10:29 Ukraine c'est mon pays, mon arrière-grand-père était le maire de Kiev, c'est mon pays.
10:35 Et je ne veux pas que mon pays devienne un pays nazi comme aujourd'hui.
10:40 Mais les choses changent.
10:42 Je ne veux pas que mon pays parle une autre langue.
10:45 Et je ne veux pas que mon pays soit en base de l'OTAN pour les missiles contre mon pays.
10:52 Et je ne veux pas que mon pays Ukraine restera sous la dictature des pays occidentaux et de l'OTAN.
11:03 L'Ukraine n'existera jamais dans les frontières qu'il y avait avant la guerre. Point.
11:09 N'existera jamais.
11:11 Pour nous c'est une question existentielle.
11:14 Et on ne va pas arrêter, on ne va pas retirer les troupes, on ne va pas faire semblant qu'on est...
11:24 On ne croit pas, on ne croit plus aux accords avec les Européens, on ne croit plus aux accords avec les Américains.
11:31 On va garantir notre sécurité à tel point à quel ça serait décidé par Vladimir Poutine, président de la Russie.
11:41 Et donc à ce moment là, quand on va dire "on s'arrête", il y aura une autre conférence sur la sécurité en Europe
11:48 comme celle de Helsinki ou Yalta. C'est tout simple.

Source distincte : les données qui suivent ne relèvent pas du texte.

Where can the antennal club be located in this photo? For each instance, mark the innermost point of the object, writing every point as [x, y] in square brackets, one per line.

11:52 Le président français lui refuse qu'on en arrive à cette situation et...
11:56 On s'en fout de son opinion.
11:58 Vous vous foutez de ce que dit Emmanuel Macron.
11:59 Exactement.
12:00 Et quand il vous dit qu'il est prêt éventuellement à ne pas se fixer de limites...
12:03 On s'en fout de ses limites. On s'en fout de Macron, de ce qu'il dit Macron. On s'en fout de limite de Macron.
12:09 Et on va tuer...
12:11 La France reste une puissance nucléaire. Vous l'avez en tête.

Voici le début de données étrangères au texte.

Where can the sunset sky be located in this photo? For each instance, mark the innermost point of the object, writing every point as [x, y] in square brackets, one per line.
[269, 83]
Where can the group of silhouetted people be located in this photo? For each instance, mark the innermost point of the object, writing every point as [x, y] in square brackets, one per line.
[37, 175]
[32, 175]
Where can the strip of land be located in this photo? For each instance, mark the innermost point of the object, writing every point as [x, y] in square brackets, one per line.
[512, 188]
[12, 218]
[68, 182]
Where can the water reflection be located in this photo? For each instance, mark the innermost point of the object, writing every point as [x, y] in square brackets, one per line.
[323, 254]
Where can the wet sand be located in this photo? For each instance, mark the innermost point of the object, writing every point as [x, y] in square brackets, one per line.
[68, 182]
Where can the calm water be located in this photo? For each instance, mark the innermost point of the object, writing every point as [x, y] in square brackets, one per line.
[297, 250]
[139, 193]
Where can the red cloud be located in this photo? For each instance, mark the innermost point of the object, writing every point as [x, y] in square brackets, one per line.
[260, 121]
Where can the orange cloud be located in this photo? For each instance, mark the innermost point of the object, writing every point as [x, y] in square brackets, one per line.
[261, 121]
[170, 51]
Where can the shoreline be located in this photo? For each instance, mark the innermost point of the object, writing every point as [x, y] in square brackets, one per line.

12:13 Tout à fait, avec 200 missiles.
12:15 Et donc on va tuer tous les soldats français qui vont venir au sol ukrainien. Tous.

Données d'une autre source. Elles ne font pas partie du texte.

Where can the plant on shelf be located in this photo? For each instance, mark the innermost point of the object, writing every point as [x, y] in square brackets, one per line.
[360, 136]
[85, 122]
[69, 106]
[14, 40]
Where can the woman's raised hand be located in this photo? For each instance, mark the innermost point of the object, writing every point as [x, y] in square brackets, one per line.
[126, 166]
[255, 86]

12:23 Parce qu'aujourd'hui, il y en a, durant le conflit en Ukraine, 13 000 mercenaires, dont 367 français et dont 147 ont déjà tué.
12:36 Donc il y en a 147 citoyens de la France qui ont été tués en Ukraine.
12:41 Et on va tuer tout le monde. Vous inquiétez pas.
12:44 Bon, voilà pour cette interview.
12:46 On s'inquiète un peu quand même.
12:48 Oui, on est d'accord qu'on s'inquiète un peu.